Recommended payment apps (74, 79)

• We have heard several use cases:
  • Merchant prefers certain payment apps and wants to highlight (e.g., visually or in order) those payment apps that the user already has registered. For example, the merchant may have a special offers through that payment app. One proposal was to enable the merchant to express preferences (a list of identifiers including origins for Web-based payment apps) and thus to enable the user agent to do useful things with that information.
  • Merchant prefers certain payment apps that the user has not yet registered, and the merchant would like to make it easy for the user to register those payment apps. However, security issues have been raised about merchant-supplied icons and label, expressing concerns about displaying untrusted logos/labels in native user agent UI, deemed risker than in-page display of that information.
  • We need to bootstrap the payment app ecosystem (cf 7 Feb 2017 discussion).
• It has been noted that there other ways outside of PR API to support merchant recommendations, such as in-page recommendations (e.g., after receiving an error message via PR API that there are no available payment apps).
  • AHB also notes that with a permissions framework, merchants can query permission state (as can code from app distributors embedded in merchant sites). This means that the merchant can also use this information to tailor recommendations to the user.
• Issue 79 is on hold while we figure out issue 74.

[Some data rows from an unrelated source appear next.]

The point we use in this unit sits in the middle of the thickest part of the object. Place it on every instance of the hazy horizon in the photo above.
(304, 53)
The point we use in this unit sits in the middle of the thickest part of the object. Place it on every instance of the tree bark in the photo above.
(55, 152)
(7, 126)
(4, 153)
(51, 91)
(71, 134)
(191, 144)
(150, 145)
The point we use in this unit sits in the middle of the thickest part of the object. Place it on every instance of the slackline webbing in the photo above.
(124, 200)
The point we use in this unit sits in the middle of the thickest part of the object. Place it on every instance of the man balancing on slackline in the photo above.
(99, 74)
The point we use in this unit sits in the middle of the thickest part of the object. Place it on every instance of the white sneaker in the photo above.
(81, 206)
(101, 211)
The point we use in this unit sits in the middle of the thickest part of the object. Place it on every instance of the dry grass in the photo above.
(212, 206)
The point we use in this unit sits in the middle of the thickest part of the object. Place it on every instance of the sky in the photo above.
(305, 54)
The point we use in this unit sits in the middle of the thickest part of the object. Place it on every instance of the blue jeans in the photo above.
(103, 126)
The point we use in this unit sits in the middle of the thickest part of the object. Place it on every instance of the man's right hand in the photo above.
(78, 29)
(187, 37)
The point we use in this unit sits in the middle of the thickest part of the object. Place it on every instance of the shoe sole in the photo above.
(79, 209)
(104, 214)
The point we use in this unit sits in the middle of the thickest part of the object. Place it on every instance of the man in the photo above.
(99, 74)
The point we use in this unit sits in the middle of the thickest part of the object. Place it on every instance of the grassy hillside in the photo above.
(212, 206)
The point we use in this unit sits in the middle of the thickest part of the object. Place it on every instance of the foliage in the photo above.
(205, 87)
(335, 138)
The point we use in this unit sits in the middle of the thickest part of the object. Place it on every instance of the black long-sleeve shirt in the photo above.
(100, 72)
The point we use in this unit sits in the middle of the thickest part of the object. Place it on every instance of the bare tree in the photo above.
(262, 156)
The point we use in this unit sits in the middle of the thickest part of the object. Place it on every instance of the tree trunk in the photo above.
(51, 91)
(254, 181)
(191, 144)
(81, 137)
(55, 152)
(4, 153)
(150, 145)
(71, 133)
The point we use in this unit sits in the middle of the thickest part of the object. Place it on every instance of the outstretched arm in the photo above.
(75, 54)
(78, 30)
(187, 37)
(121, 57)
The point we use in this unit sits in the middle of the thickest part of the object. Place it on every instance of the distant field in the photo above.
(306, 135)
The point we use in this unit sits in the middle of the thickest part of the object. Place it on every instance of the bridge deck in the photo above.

Suggested resolutions to issues

48: Payment app identifier to manifest filename mapping

• Payment apps are identified by origin. Origins are responsible for providing access to code (e.g., via links to pages that run code, or using "start_url" for discovery from the origin alone).
• There is no payment app manifest.

91: Why does a Payment App need to see the line items?

• Having provided rationale, propose to close and allow the payment app to receive the line items.

94: Add explicit permission call to allow payment app to handle payments

• Permission is required by origin (as with other Web features)

98: Multiple payment apps per origin

• Permissions are granted by origin.
• White label payment app providers can provide service to multiple merchants using these techniques (and possibly others):
  • Single payment app with logic to determine context
  • Allocate a subdomain per merchant customer)

Implementation questions

• Where we want rely on other features of the Web platform we need to have a good understanding of implementation status. We need to learn more about how browsers that don't support features we expect to reference will behave.
• Where features of the platform we need are not yet widely deployed, we will need (at some point) to decide whether to wait for them or to design the specification so that there is a cascade of options, with a preference for the specification when it is widely supported.